Here, Now


A reflection on fear, presence, and learning to just be


I find it difficult to live in the now.

Most of the time, I live in the future — tangled up in what-ifs, worst-case scenarios, and imaginary unravelings of a life I love. I think about all the things that could go wrong… all the fears that may never come true but still take up too much space in my mind.

Anxiety does that. It steals the present to pay for a future that hasn’t happened.

This is what anxiety feels like to me:

It feels like lying awake at night, your mind too busy to sleep.

It feels like every emotion is turned up too loud — happiness, sadness, anger — all amplified and relentless.

It feels like your brain won’t stop spinning: the next task, the next worry, the next imagined disaster.

It feels like being terrified of losing the very things you love most. Not because there’s reason to — just because the thought of loss sits there like a shadow.

It feels like never slowing down. Never breathing deep.
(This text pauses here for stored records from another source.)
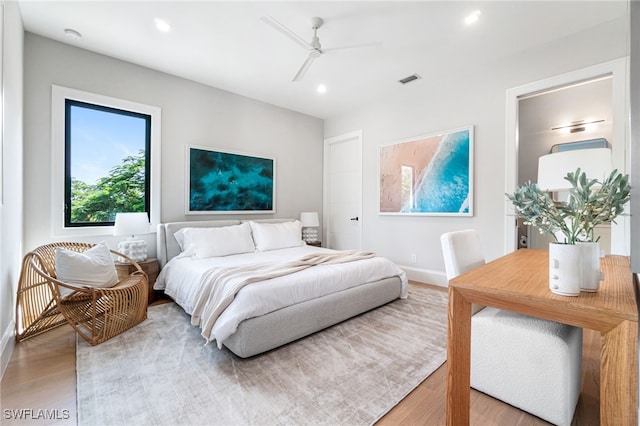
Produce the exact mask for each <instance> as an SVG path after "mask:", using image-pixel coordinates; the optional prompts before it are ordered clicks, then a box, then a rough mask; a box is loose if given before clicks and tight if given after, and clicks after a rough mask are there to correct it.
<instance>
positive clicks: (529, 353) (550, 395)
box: [471, 307, 582, 425]
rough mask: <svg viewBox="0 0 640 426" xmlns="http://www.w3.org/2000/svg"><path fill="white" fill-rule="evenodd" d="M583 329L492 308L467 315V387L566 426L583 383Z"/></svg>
mask: <svg viewBox="0 0 640 426" xmlns="http://www.w3.org/2000/svg"><path fill="white" fill-rule="evenodd" d="M581 375H582V329H581V328H579V327H572V326H569V325H566V324H560V323H557V322H554V321H548V320H543V319H540V318H534V317H529V316H526V315H520V314H517V313H513V312H509V311H503V310H500V309H495V308H491V307H487V308H484V309H483V310H482V311H480V312H478V313H477V314H475V315H474V316H473V317H472V318H471V387H473V388H474V389H477V390H479V391H481V392H484V393H486V394H488V395H491V396H492V397H494V398H497V399H499V400H501V401H504V402H506V403H508V404H511V405H513V406H515V407H518V408H520V409H522V410H524V411H527V412H529V413H531V414H533V415H535V416H538V417H540V418H542V419H544V420H546V421H548V422H551V423H553V424H556V425H570V424H571V420H572V419H573V414H574V411H575V408H576V405H577V403H578V397H579V396H580V387H581V383H582V381H581V380H582V377H581Z"/></svg>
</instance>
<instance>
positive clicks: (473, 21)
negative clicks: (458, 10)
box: [464, 10, 482, 25]
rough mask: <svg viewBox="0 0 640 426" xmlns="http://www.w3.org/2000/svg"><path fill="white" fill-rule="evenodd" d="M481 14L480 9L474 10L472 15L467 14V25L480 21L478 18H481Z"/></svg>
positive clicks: (466, 17)
mask: <svg viewBox="0 0 640 426" xmlns="http://www.w3.org/2000/svg"><path fill="white" fill-rule="evenodd" d="M480 15H482V12H480V11H479V10H476V11H474V12H472V13H471V14H470V15H467V17H466V18H464V23H465V24H467V25H472V24H475V23H476V22H478V19H480Z"/></svg>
Never letting yourself fully enjoy what is… because you’re already bracing for what might be.

It feels lonely. Even when you’re not alone.
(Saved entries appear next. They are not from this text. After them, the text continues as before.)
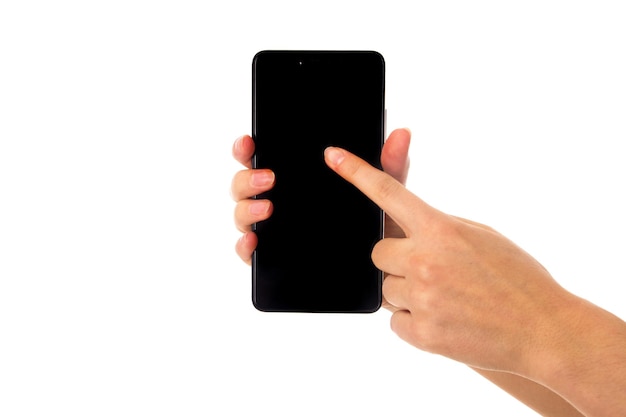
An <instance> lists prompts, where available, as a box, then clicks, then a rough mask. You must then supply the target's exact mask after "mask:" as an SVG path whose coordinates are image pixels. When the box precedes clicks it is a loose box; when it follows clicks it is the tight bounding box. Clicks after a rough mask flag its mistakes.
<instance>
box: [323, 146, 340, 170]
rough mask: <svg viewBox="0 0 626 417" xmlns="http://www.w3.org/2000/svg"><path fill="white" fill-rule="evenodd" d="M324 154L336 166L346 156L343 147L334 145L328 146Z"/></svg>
mask: <svg viewBox="0 0 626 417" xmlns="http://www.w3.org/2000/svg"><path fill="white" fill-rule="evenodd" d="M324 154H325V156H326V159H327V160H328V162H330V163H331V164H332V165H334V166H337V165H339V164H340V163H341V162H343V159H344V158H345V156H344V154H343V152H342V151H341V149H338V148H333V147H328V148H326V150H325V151H324Z"/></svg>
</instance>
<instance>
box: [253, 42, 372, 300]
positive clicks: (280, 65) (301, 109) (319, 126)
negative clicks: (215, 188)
mask: <svg viewBox="0 0 626 417" xmlns="http://www.w3.org/2000/svg"><path fill="white" fill-rule="evenodd" d="M252 133H253V135H252V136H253V139H254V141H255V144H256V153H255V155H254V158H253V166H254V167H255V168H270V169H272V170H273V171H274V173H275V175H276V184H275V186H274V188H273V189H272V190H271V191H269V192H267V193H264V194H262V195H259V196H257V198H268V199H270V200H271V201H272V202H273V204H274V212H273V214H272V216H271V217H270V219H268V220H266V221H263V222H259V223H257V224H256V225H254V230H256V232H257V235H258V238H259V244H258V246H257V249H256V251H255V252H254V254H253V260H252V278H253V285H252V298H253V303H254V305H255V306H256V308H258V309H259V310H263V311H301V312H372V311H375V310H377V309H378V308H379V306H380V301H381V281H382V273H381V272H380V271H379V270H378V269H376V267H375V266H374V265H373V264H372V261H371V258H370V255H371V250H372V247H373V245H374V244H375V243H376V242H377V241H378V240H379V239H381V237H382V228H383V225H382V222H383V214H382V211H381V210H380V209H379V208H378V207H377V206H376V205H375V204H373V203H372V202H371V201H370V200H369V199H368V198H367V197H365V196H364V195H363V194H362V193H361V192H360V191H359V190H358V189H356V188H355V187H354V186H352V185H351V184H349V183H348V182H346V181H345V180H343V179H342V178H340V177H339V176H338V175H337V174H335V173H334V172H332V171H331V170H330V169H329V168H328V167H327V166H326V164H325V163H324V157H323V152H324V149H325V148H326V147H327V146H330V145H333V146H340V147H343V148H345V149H348V150H350V151H351V152H353V153H355V154H357V155H359V156H360V157H362V158H363V159H365V160H367V161H368V162H369V163H371V164H372V165H374V166H377V167H380V151H381V148H382V144H383V140H384V137H383V135H384V61H383V58H382V56H380V55H379V54H378V53H376V52H369V51H343V52H338V51H333V52H329V51H263V52H260V53H259V54H257V55H256V56H255V58H254V61H253V126H252Z"/></svg>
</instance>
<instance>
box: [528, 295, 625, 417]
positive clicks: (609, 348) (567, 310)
mask: <svg viewBox="0 0 626 417" xmlns="http://www.w3.org/2000/svg"><path fill="white" fill-rule="evenodd" d="M564 309H565V310H564V311H565V314H564V315H563V317H567V320H566V321H562V322H561V323H560V327H561V328H562V329H563V331H561V332H560V334H559V335H558V337H557V338H555V339H554V340H553V343H552V346H551V348H548V349H545V350H543V351H541V352H539V355H538V356H537V357H536V358H535V360H534V364H535V365H536V366H535V367H533V368H531V369H530V374H529V377H531V378H532V379H533V380H536V381H539V382H540V383H541V384H543V385H545V386H547V387H549V388H550V389H551V390H552V391H554V392H556V393H558V394H559V395H560V396H562V397H563V398H565V399H567V401H569V402H570V403H572V404H573V405H575V406H576V408H578V409H579V410H581V412H582V413H583V414H584V415H585V416H587V417H623V416H625V415H626V395H624V394H625V393H626V323H625V322H624V321H622V320H621V319H620V318H618V317H616V316H614V315H613V314H611V313H609V312H607V311H605V310H603V309H601V308H600V307H597V306H595V305H593V304H592V303H589V302H587V301H585V300H582V299H575V301H574V302H573V303H571V304H569V305H567V306H565V307H564ZM553 332H554V333H555V334H558V333H559V332H558V329H557V328H554V329H553Z"/></svg>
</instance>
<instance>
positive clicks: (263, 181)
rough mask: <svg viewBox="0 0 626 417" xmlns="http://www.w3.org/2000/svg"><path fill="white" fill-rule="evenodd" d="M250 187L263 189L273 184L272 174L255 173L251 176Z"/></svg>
mask: <svg viewBox="0 0 626 417" xmlns="http://www.w3.org/2000/svg"><path fill="white" fill-rule="evenodd" d="M251 182H252V185H253V186H254V187H263V186H266V185H270V184H271V183H273V182H274V173H273V172H272V171H256V172H254V173H253V174H252V178H251Z"/></svg>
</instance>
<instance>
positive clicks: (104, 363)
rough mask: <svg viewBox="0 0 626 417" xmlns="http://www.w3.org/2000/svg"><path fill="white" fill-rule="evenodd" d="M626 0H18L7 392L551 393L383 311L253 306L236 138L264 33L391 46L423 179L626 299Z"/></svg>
mask: <svg viewBox="0 0 626 417" xmlns="http://www.w3.org/2000/svg"><path fill="white" fill-rule="evenodd" d="M625 21H626V9H625V7H624V6H623V2H621V1H614V2H611V1H597V0H596V1H550V0H547V1H524V2H502V1H480V0H479V1H437V2H434V1H433V2H425V1H421V2H408V1H406V2H400V1H391V0H386V1H376V2H374V1H367V0H365V1H364V0H359V1H340V0H333V1H326V0H320V1H317V2H301V3H298V2H295V1H275V0H265V1H252V0H250V1H219V2H218V1H212V2H211V1H136V0H124V1H107V2H80V1H74V2H72V1H55V2H43V1H41V2H33V1H5V2H2V4H1V5H0V415H2V416H7V417H8V416H44V415H45V416H48V415H60V416H61V415H62V416H111V415H115V416H144V415H145V416H148V415H149V416H208V415H215V416H245V415H257V416H290V417H291V416H320V415H323V416H350V415H362V416H370V415H391V414H396V413H397V414H404V415H414V416H450V415H459V414H460V413H462V414H463V415H471V416H479V415H480V416H502V415H506V416H532V415H534V413H533V412H532V411H530V410H529V409H527V408H526V407H525V406H523V405H520V404H518V403H517V402H516V401H515V400H513V399H511V398H510V397H509V396H508V395H507V394H505V393H503V392H502V391H500V390H499V389H498V388H496V387H494V386H492V385H490V384H489V383H487V382H485V381H483V380H482V379H481V378H480V377H479V376H477V375H475V374H473V373H472V371H470V370H469V369H467V368H466V367H464V366H463V365H461V364H458V363H455V362H452V361H450V360H447V359H445V358H442V357H439V356H435V355H431V354H427V353H424V352H420V351H418V350H417V349H415V348H413V347H411V346H409V345H407V344H405V343H404V342H402V341H400V340H399V339H398V338H397V337H396V336H395V335H394V334H393V333H392V332H391V331H390V330H389V328H388V319H389V314H388V312H386V311H380V312H378V313H375V314H373V315H363V316H341V315H339V316H338V315H272V314H263V313H259V312H257V311H256V310H254V308H253V307H252V305H251V302H250V271H249V268H248V267H247V266H246V265H244V264H243V263H242V262H241V261H239V259H238V258H237V257H236V256H235V253H234V250H233V246H234V243H235V241H236V239H237V238H238V236H239V234H238V232H237V231H236V230H235V228H234V225H233V222H232V210H233V208H234V203H233V202H232V200H231V199H230V196H229V187H230V180H231V177H232V175H233V174H234V173H235V172H236V171H237V170H238V169H240V167H239V166H238V164H236V163H235V162H234V161H233V160H232V158H231V146H232V142H233V140H234V139H235V138H236V137H237V136H239V135H241V134H244V133H249V131H250V91H251V75H250V65H251V60H252V57H253V55H254V54H255V53H256V52H257V51H258V50H261V49H300V48H301V49H325V48H327V49H375V50H378V51H379V52H381V53H382V54H383V55H384V56H385V58H386V62H387V107H388V109H389V113H388V130H389V131H390V130H391V129H393V128H396V127H405V126H406V127H410V128H411V129H412V131H413V134H414V140H413V143H412V148H411V158H412V171H411V174H410V179H409V184H408V186H409V188H411V189H412V190H413V191H414V192H415V193H417V194H419V195H420V196H421V197H422V198H424V199H425V200H426V201H428V202H429V203H431V204H432V205H434V206H436V207H438V208H440V209H442V210H444V211H447V212H450V213H452V214H456V215H460V216H463V217H467V218H471V219H474V220H477V221H481V222H483V223H487V224H489V225H491V226H493V227H495V228H496V229H498V230H500V231H501V232H503V233H504V234H505V235H507V236H508V237H510V238H511V239H513V240H514V241H516V242H517V243H518V244H520V245H521V246H522V247H524V248H525V249H526V250H528V251H529V252H530V253H532V254H533V255H534V256H535V257H537V258H538V259H539V260H540V261H541V262H542V263H543V264H544V265H545V266H546V267H547V268H548V269H549V270H550V271H551V272H552V273H553V275H554V276H555V277H556V278H557V280H558V281H559V282H561V283H562V284H563V285H564V286H565V287H566V288H568V289H569V290H571V291H572V292H575V293H577V294H579V295H582V296H585V297H586V298H588V299H590V300H591V301H593V302H595V303H597V304H600V305H602V306H604V307H605V308H607V309H608V310H611V311H613V312H614V313H616V314H618V315H620V316H622V317H626V307H625V305H626V304H625V303H624V302H623V298H624V296H623V294H622V292H621V288H623V284H622V281H623V280H624V278H626V269H625V267H624V250H625V248H626V244H625V243H624V239H623V236H624V235H625V234H626V221H625V216H624V213H625V212H626V202H625V199H624V179H625V178H626V167H625V164H624V163H623V160H624V157H625V155H626V153H625V152H626V151H624V149H625V148H624V141H625V140H626V122H625V115H626V77H624V74H626V54H625V53H624V51H625V50H626V25H624V22H625ZM297 133H298V132H294V137H293V140H294V141H297V140H298V134H297ZM285 152H286V153H288V152H289V151H288V149H287V150H285ZM294 241H297V231H294ZM305 265H306V259H303V267H305ZM511 325H512V326H514V325H515V323H511Z"/></svg>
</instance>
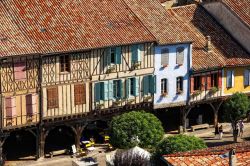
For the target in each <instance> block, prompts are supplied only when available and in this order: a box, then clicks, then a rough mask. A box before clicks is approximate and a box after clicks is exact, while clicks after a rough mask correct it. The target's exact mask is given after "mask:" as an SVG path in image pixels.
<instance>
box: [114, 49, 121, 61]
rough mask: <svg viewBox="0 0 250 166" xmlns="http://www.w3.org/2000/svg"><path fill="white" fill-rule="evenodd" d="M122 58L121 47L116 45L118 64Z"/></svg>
mask: <svg viewBox="0 0 250 166" xmlns="http://www.w3.org/2000/svg"><path fill="white" fill-rule="evenodd" d="M121 59H122V51H121V47H116V49H115V61H116V64H121Z"/></svg>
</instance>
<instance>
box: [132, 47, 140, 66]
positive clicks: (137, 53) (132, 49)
mask: <svg viewBox="0 0 250 166" xmlns="http://www.w3.org/2000/svg"><path fill="white" fill-rule="evenodd" d="M131 52H132V62H133V63H135V62H137V59H138V45H132V46H131Z"/></svg>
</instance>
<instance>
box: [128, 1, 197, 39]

And yet — even through the fog of worry — I’m still grateful. For my life. For the people in it. For the small, ordinary moments that make everything worthwhile.

I want more of those moments. The laughter, the lightness, the presence.
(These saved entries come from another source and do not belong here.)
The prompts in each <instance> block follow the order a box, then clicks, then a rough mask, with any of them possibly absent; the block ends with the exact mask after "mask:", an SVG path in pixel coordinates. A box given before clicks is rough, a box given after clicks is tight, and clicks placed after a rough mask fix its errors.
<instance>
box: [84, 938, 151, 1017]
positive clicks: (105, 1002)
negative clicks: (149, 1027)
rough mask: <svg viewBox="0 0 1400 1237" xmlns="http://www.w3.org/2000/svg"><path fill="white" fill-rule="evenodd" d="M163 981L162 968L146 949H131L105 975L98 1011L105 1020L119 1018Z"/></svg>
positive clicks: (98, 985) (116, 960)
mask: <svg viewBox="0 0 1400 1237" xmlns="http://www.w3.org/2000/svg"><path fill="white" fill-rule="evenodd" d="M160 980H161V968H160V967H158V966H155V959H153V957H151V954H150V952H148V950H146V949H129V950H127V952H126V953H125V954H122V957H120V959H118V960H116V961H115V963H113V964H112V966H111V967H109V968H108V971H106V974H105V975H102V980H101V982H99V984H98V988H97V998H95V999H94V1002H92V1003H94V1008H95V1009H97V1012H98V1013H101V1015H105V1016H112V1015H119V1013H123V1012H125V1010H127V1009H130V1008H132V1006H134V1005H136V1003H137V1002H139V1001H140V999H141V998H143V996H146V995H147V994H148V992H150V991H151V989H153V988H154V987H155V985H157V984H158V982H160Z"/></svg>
I want to laugh with my son on a random Saturday night. I want to sing lullabies and dance barefoot in the living room. I want to stop chasing disaster long enough to chase joy.

I want to be here. Not in the next worry. Not in the next what-if. But here. Now.

I don’t quite know how to just be.

But I’m learning.

And I’m trying.

Because if I don’t learn to be here now… I’ll miss everything I was so scared to lose.